Bob Nault Minister of Indian Affairs and Northern Development

Mr. Speaker, as the member well knows because he asked this question last year, I think, that is the total amount projected if every claim is looked after at its uppermost limit. Those are the raw numbers. Obviously those claims will not be dealt with in that fashion.

Our numbers are closer to $11 billion. The member was told that last year. He continues to flog the $200 billion. I think that kind of rhetoric is not helpful to negotiations with first nations. It is not helpful to our relationship with first nations, and he should desist from doing those stupid things.

Aboriginal Affairs
Oral Question Period

2:55 p.m.

The Speaker

Order, please. I ask the hon. minister to withdraw the word stupid.

Aboriginal Affairs
Oral Question Period

2:55 p.m.

Liberal

Bob Nault Kenora—Rainy River, ON

I withdraw that, Mr. Speaker.

Official Languages
Oral Question Period

2:55 p.m.

Bloc

Louis Plamondon Richelieu, QC

Mr. Speaker, in the report she tabled this morning, the Commissioner of Official Languages wrote:

It is unacceptable, after three decades and despite numerous interventions by successive Commissioners, that, year after year, we have to call attention to so many recurring deficiencies in federal offices designated to provide service in both official languages and have to decry the persistent inertia of federal institutions and of this government.

My question is simple.

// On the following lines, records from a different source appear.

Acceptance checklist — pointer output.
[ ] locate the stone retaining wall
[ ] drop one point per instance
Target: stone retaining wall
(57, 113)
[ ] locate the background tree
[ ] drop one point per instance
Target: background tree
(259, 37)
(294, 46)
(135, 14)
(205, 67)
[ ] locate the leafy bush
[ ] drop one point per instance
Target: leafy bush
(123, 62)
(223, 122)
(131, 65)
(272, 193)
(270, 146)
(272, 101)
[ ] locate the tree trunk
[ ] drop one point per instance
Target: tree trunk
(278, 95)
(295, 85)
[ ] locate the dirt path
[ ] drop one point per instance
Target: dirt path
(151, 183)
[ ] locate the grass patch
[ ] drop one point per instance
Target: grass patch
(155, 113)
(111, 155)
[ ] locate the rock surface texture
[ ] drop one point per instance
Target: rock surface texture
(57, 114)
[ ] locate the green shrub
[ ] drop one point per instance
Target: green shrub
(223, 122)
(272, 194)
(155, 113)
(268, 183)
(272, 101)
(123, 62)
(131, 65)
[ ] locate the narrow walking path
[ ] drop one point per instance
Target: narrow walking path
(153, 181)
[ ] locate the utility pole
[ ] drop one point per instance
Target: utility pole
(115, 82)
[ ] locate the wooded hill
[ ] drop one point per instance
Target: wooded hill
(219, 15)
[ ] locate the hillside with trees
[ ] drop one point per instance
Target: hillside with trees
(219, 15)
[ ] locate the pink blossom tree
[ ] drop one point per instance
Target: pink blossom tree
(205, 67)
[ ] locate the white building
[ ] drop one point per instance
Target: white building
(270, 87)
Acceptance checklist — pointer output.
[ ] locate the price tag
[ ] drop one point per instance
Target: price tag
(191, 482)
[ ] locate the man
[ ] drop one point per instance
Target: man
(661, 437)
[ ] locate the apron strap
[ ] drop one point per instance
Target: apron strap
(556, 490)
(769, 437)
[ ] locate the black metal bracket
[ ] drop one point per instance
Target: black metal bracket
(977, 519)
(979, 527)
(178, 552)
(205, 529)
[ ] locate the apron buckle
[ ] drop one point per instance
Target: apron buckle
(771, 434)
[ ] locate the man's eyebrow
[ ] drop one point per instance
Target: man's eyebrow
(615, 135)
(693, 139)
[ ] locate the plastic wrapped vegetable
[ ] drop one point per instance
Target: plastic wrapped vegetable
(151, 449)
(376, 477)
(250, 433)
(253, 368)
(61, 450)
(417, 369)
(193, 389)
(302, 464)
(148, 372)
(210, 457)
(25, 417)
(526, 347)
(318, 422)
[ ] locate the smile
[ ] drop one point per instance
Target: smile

What specific measures does the government intend to take in response to this unprecedented condemnation of its action in this area?

Official Languages
Oral Question Period

2:55 p.m.

Westmount—Ville-Marie
Québec

Liberal

Lucienne Robillard President of the Treasury Board and Minister responsible for Infrastructure

Mr. Speaker, the Liberal government's commitment to official languages is really unshakeable.

We pay more attention to official languages than does the Bloc Quebecois, which waited 45 minutes before putting this question.

I must say that we welcomed the report of the Commissioner of Official Languages. She set out her findings clearly, and that will enable us to reaffirm our renewed leadership in the area of official languages.

Trade
Oral Question Period

2:55 p.m.

NDP

Bill Blaikie Winnipeg—Transcona, MB

Mr. Speaker, the Minister for International Trade will know that the Canadian firm Methanex has launched a $1 billion lawsuit against the U.S. under chapter 11 of NAFTA.

Until now these lawsuits have been conducted behind closed doors with no input from the public. The International Institute for Sustainable Development in Winnipeg has made a request to be involved in the hearing, along with other NGOs, so that their concerns can be made known. The panel has reserved judgment on this and has given Canada until next Friday to make its position known.

I would like to know from the minister what is the position of the Canadian government on this. Will it be supporting the right of NGOs to intervene in these hearings and make their concerns known in the name of transparency and all the other rhetoric the minister talks about?

Trade
Oral Question Period

3 p.m.

Papineau—Saint-Denis
Québec

Liberal

Pierre Pettigrew Minister for International Trade

Mr. Speaker, I had the privilege of meeting with that NGO which does remarkable work in the field of environment. I commended that organization and read the brief it would like to table.

Our officials are in discussions with people at justice. We also have to see, along with the government of Mexico and the government of the United States, what sort of precedent it would create. I certainly commend the contribution IISD has been making on that file. We will advise the House on what our government will decide after consultations with our trade partners.